As the scale, complexity, and heterogeneity of enterprise data expand, ensuring data quality has emerged as a critical success factor for advanced analytics, machine learning (ML), and data-driven decision-making. Data Quality Services (DQS) encompass processes and technologies that assess, cleanse, standardize, and enrich datasets to meet predefined quality standards. However, embedding DQS into big data ecosystems—featuring distributed storage systems, parallel processing engines, and streaming data pipelines—presents significant technical challenges. These include scaling profiling and validation algorithms to billions of records, handling diverse data formats (structured, semi-structured, and unstructured), dynamically adapting to changing schemas, and integrating security and compliance requirements. This paper provides a comprehensive technical examination of strategies for integrating DQS into big data architectures. We analyze core DQS functionalities, including distributed profiling, rule-based and ML-driven validation, reference data enrichment, and incremental data monitoring. We discuss architectural patterns for in-pipeline and post-ingestion validation, leveraging cloud-native, containerized microservices and API-driven orchestration.
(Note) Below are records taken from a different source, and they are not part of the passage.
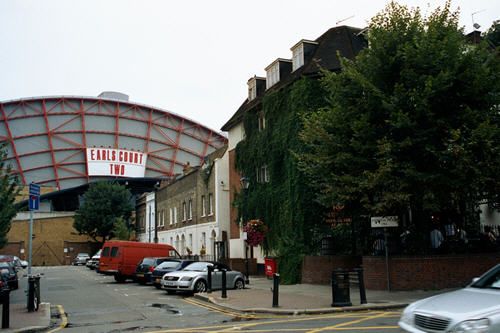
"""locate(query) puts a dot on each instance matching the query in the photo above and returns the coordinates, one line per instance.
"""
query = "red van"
(119, 258)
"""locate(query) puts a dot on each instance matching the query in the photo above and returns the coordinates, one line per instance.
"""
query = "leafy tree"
(9, 189)
(411, 124)
(104, 205)
(492, 36)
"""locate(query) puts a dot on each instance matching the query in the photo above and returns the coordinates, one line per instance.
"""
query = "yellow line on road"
(64, 320)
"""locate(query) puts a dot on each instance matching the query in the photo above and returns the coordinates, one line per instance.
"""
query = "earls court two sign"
(115, 162)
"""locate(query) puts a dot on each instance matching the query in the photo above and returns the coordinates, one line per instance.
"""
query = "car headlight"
(407, 318)
(472, 326)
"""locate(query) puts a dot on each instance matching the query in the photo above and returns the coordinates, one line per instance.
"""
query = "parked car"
(475, 308)
(193, 278)
(93, 262)
(9, 272)
(120, 258)
(170, 265)
(145, 268)
(81, 259)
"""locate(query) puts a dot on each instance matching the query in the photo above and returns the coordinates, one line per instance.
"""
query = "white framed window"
(252, 89)
(190, 209)
(262, 121)
(184, 212)
(272, 74)
(203, 206)
(262, 174)
(298, 57)
(211, 204)
(204, 239)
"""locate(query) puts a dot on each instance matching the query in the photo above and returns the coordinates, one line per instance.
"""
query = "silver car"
(474, 309)
(193, 278)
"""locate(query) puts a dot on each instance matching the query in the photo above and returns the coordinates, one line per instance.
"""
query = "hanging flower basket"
(256, 232)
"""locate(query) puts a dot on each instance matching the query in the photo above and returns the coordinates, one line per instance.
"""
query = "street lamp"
(245, 183)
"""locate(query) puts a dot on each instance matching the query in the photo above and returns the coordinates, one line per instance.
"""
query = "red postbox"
(270, 263)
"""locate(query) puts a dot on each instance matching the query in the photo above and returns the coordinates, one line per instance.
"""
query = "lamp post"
(245, 183)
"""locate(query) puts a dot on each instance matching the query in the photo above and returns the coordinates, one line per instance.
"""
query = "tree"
(104, 205)
(411, 123)
(9, 189)
(122, 230)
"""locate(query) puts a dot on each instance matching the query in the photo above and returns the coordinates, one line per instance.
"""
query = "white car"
(474, 309)
(193, 278)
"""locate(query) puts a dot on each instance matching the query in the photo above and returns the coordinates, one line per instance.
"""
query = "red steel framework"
(156, 120)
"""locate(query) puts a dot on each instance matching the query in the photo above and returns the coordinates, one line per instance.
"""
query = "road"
(96, 303)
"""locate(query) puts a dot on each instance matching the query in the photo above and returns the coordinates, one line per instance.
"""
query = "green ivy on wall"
(286, 203)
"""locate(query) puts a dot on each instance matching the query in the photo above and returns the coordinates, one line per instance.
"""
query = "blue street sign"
(34, 202)
(34, 189)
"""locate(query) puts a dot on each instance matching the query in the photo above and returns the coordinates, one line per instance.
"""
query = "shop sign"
(115, 162)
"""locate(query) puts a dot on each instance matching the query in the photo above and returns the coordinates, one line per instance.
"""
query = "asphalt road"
(96, 303)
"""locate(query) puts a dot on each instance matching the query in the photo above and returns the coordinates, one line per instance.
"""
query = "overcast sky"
(192, 58)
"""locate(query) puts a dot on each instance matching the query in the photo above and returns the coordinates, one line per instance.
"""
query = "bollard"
(340, 288)
(5, 294)
(276, 283)
(210, 269)
(224, 294)
(362, 291)
(33, 293)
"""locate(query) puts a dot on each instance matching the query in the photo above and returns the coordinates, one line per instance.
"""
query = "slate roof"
(347, 40)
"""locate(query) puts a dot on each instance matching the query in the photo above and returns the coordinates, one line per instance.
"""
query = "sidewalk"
(307, 298)
(20, 320)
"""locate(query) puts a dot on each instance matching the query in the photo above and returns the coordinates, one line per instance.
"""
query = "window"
(262, 122)
(273, 74)
(211, 204)
(190, 209)
(203, 206)
(298, 57)
(184, 212)
(262, 175)
(252, 89)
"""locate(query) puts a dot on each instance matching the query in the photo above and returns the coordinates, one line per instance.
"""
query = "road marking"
(64, 320)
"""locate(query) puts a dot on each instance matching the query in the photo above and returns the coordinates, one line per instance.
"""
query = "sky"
(191, 57)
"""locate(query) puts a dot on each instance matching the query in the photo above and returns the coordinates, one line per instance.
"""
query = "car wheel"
(200, 286)
(120, 278)
(239, 284)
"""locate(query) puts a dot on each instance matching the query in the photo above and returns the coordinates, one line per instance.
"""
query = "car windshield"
(169, 264)
(489, 280)
(148, 261)
(198, 266)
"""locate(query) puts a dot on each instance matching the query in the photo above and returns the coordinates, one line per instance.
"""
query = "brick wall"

Key challenges such as parallelizing quality checks, optimizing metadata management, ensuring lineage-driven rule application, and mitigating performance bottlenecks are addressed. We propose best practices for designing scalable DQS pipelines, employing declarative metadata models, adopting continuous integration/continuous delivery (CI/CD) methodologies for data quality rules, and aligning with governance frameworks. We explore emerging trends, including GPU-accelerated quality checks, AI-driven anomaly detection, standardization of quality metrics, and real-time edge-based validation.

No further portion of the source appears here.